Quantcast

The DNAinfo archives brought to you by WNYC.
Read the press release here.

Haunted Pumpkin Garden Brings Fall to Bronx Botanical Garden

By Patrick Wall | September 20, 2013 4:31pm
 Decorated pumpkins, creepy creatures, nightime trails and master carvers fill the New York Botanical Garden this fall.
Haunted Pumpkin Garden
View Full Caption

FORDHAM — The serene New York Botanical Garden gets spooky for the coming fall season with grinning pumpkins, creepy creatures and darkened trails in the annual Haunted Pumpkin Garden.

From Sept. 21 through Halloween, the Everett Children’s Adventure Garden will crawl with insect-shaped pumpkin sculptures, giant stick-bodied pumpkin people, a children’s-sized Pumpkin House and a Pumpkin Puppet Theater.

While grownups enjoy some leaf peeping, children can collect and sort seeds, dig through worm bins, dissect owl pellets and, on weekends, watch an expert pumpkin carver turn squash into art, said Kate Svoboda, manager of the children’s garden.

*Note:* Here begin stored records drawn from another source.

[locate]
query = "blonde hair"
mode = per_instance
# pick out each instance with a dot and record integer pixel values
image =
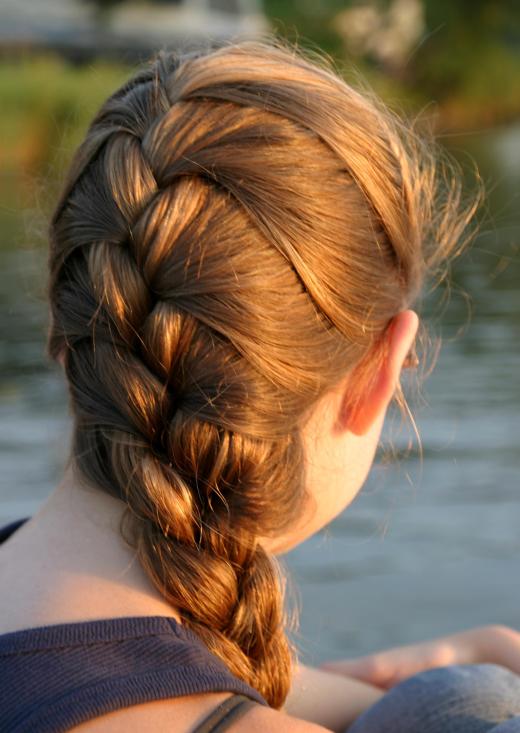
(236, 231)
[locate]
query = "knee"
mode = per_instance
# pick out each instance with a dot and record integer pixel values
(472, 698)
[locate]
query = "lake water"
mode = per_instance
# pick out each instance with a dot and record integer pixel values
(430, 546)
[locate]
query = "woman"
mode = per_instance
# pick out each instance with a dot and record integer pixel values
(233, 262)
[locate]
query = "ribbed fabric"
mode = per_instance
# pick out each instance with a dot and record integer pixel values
(55, 677)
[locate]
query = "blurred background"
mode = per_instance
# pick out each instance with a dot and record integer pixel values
(432, 544)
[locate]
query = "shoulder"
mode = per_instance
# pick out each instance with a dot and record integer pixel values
(182, 715)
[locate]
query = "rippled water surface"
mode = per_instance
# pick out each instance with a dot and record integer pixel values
(429, 546)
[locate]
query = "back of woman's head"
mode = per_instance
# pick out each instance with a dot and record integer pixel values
(237, 230)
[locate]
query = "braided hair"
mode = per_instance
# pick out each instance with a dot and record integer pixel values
(236, 231)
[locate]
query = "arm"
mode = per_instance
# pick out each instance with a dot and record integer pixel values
(328, 699)
(485, 645)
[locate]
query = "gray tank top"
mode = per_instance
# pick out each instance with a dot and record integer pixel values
(55, 677)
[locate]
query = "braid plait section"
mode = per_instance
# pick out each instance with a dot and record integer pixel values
(173, 413)
(236, 232)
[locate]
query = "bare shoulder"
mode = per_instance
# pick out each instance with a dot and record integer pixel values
(182, 715)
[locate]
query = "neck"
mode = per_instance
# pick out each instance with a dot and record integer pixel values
(79, 566)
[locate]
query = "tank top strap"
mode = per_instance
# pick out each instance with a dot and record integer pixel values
(226, 713)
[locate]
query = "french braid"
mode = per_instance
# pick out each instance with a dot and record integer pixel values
(236, 230)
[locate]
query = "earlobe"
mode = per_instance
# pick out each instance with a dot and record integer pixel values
(374, 396)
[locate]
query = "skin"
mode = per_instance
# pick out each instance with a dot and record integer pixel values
(87, 572)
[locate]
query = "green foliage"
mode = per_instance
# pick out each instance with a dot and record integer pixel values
(47, 105)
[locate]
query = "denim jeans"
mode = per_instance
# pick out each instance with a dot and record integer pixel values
(482, 698)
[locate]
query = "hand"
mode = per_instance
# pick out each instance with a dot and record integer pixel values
(487, 644)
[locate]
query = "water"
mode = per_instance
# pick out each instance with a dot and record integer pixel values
(430, 546)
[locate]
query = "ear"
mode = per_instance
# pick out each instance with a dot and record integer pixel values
(374, 399)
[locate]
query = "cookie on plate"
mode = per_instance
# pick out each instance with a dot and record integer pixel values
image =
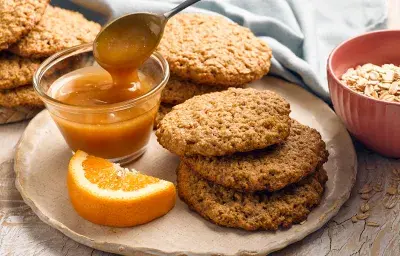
(59, 29)
(178, 91)
(16, 71)
(17, 18)
(212, 50)
(222, 123)
(22, 96)
(250, 211)
(162, 111)
(272, 168)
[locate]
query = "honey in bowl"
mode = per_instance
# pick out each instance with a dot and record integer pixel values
(110, 135)
(116, 134)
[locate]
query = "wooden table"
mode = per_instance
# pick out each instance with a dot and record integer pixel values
(22, 233)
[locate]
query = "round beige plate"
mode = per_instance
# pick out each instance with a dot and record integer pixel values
(41, 166)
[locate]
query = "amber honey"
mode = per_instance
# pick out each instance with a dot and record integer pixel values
(110, 135)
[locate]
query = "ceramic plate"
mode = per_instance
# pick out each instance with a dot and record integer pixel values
(41, 165)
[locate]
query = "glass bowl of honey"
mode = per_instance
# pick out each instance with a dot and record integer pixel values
(92, 113)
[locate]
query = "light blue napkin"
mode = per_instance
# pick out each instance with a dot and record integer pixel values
(301, 33)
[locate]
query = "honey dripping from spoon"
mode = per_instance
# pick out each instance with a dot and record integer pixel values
(126, 43)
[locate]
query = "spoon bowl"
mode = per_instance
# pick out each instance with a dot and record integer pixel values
(128, 41)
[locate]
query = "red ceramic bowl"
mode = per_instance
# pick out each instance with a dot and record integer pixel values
(375, 123)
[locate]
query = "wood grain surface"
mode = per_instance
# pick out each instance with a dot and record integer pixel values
(22, 233)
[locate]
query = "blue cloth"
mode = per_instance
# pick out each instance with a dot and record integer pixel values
(301, 33)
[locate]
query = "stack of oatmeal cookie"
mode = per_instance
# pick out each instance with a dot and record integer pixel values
(207, 54)
(244, 162)
(30, 31)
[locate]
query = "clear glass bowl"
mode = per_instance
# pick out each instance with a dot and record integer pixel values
(118, 132)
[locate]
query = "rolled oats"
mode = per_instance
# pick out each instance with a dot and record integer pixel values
(378, 82)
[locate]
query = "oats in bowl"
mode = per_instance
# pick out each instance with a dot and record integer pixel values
(379, 82)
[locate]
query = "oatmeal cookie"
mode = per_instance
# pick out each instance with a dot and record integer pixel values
(22, 96)
(59, 29)
(250, 211)
(17, 18)
(162, 111)
(213, 50)
(16, 71)
(222, 123)
(178, 91)
(272, 168)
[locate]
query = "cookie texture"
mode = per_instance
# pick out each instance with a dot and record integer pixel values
(162, 111)
(250, 211)
(16, 71)
(58, 29)
(178, 91)
(17, 18)
(22, 96)
(213, 50)
(270, 169)
(222, 123)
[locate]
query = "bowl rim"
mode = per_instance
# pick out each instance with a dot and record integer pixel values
(119, 106)
(337, 80)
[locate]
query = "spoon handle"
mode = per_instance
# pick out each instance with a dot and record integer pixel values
(179, 8)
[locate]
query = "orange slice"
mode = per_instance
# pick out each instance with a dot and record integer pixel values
(108, 194)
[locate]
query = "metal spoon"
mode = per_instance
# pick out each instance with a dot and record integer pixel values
(128, 41)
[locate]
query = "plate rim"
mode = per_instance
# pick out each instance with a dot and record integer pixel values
(128, 250)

“It’s a wonderful way to welcome fall,” she said.

In addition to the daily activities, the haunted garden will host some spine-tingling special weekend events.

At noon and 2 p.m. each weekend, visitors can get as close as they dare to a horde of creepy creatures, including snakes, millipedes, a bearded dragon, a tarantula and a scorpion.

During Columbus Day weekend, from Oct. 12-14, an expert will show off a Big Brown Bat from North America and a Gigantic Flying Fox from Malaysia — the world’s largest bat.

On the evenings of Oct. 18, 19, 25 and 26, kids who aren’t afraid of the dark can wander along the Garden’s wetland trail, listening for creatures of the night and digging for worms, guided only by their own flashlights.

And on the weekend of Oct. 19 and 20, pumpkins that won a world's-largest competition — last year’s champ weighed in at more than 1,800 pounds — will be hauled to the garden. There, master carver Ray Villafane and his crew will carve them into carnivorous plants and creatures.

In case any of that sounds too spooky, don’t worry — the Haunted Pumpkin Garden is more "aww"-inducing than blood-curdling, Bahti Novaj said Friday as she previewed the garden with her friends and their children.

“Everything is very cute,” she said. “The kids love it.”